Endothelial cells (ECs) rapidly alter their phenotype to support haemostasis and inflammation through the exocytosis of specialised storage organelles, known as Weibel-Palade bodies (WPBs). This exocytic response is stimulated by a variety of physiological and pathological triggers which act through well-described transmembrane receptors. However, the influence of mechanical forces and how they shape this fundamental endothelial response remains relatively unexplored. Here we demonstrate that opening of the mechanosensitive cation channel Piezo1 on the EC surface triggers rapid WPB exocytosis. The dynamics and mechanisms were investigated using the Piezo1 agonist (Yoda1) and by modelling mechanical opening through EC-ICAM-1 ligation by THP-1 cells under low shear flow.
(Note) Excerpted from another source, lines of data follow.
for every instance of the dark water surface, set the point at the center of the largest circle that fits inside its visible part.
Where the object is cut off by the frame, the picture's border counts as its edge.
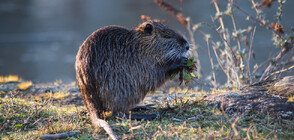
(40, 38)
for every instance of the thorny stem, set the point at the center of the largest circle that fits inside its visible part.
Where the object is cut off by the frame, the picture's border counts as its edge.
(211, 63)
(224, 37)
(257, 20)
(249, 54)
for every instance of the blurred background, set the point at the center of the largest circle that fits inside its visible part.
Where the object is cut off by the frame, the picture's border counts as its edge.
(39, 39)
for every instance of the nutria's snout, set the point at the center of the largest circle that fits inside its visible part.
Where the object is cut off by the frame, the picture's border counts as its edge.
(186, 50)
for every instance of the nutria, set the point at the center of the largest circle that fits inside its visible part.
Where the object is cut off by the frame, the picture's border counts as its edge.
(117, 67)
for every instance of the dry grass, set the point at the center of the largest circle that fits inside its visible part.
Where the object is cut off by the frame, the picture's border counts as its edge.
(29, 119)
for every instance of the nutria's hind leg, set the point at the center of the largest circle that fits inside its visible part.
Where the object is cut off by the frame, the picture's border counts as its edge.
(147, 117)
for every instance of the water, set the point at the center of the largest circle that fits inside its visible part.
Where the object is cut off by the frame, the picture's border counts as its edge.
(40, 38)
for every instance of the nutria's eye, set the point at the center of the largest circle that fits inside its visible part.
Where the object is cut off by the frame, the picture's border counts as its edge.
(148, 29)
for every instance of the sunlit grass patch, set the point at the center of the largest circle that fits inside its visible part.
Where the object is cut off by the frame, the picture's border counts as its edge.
(25, 85)
(25, 119)
(9, 78)
(57, 95)
(290, 99)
In vitro , localised von Willebrand Factor (VWF) secretion occurred at THP-1 adhesion sites, suggesting a reciprocity of VWF release alongside leukocyte capture. In vivo , Yoda1 stimulation of tissues resulted in a dramatic increase in neutrophil and platelet adhesion to postcapillary venular walls, spatially aligned with cargo release (VWF). The rapid dynamics of this response was revealed by the application of high resolution confocal intravital microscopy to transgenic EGFP-Rab27a mice that exhibit fluorescent WPBs and neutrophils. These data reveal a previously unrecognised instigator of WPB exocytosis and uncover a mechanosensitive molecular pathway coupling inflammation with haemostasis.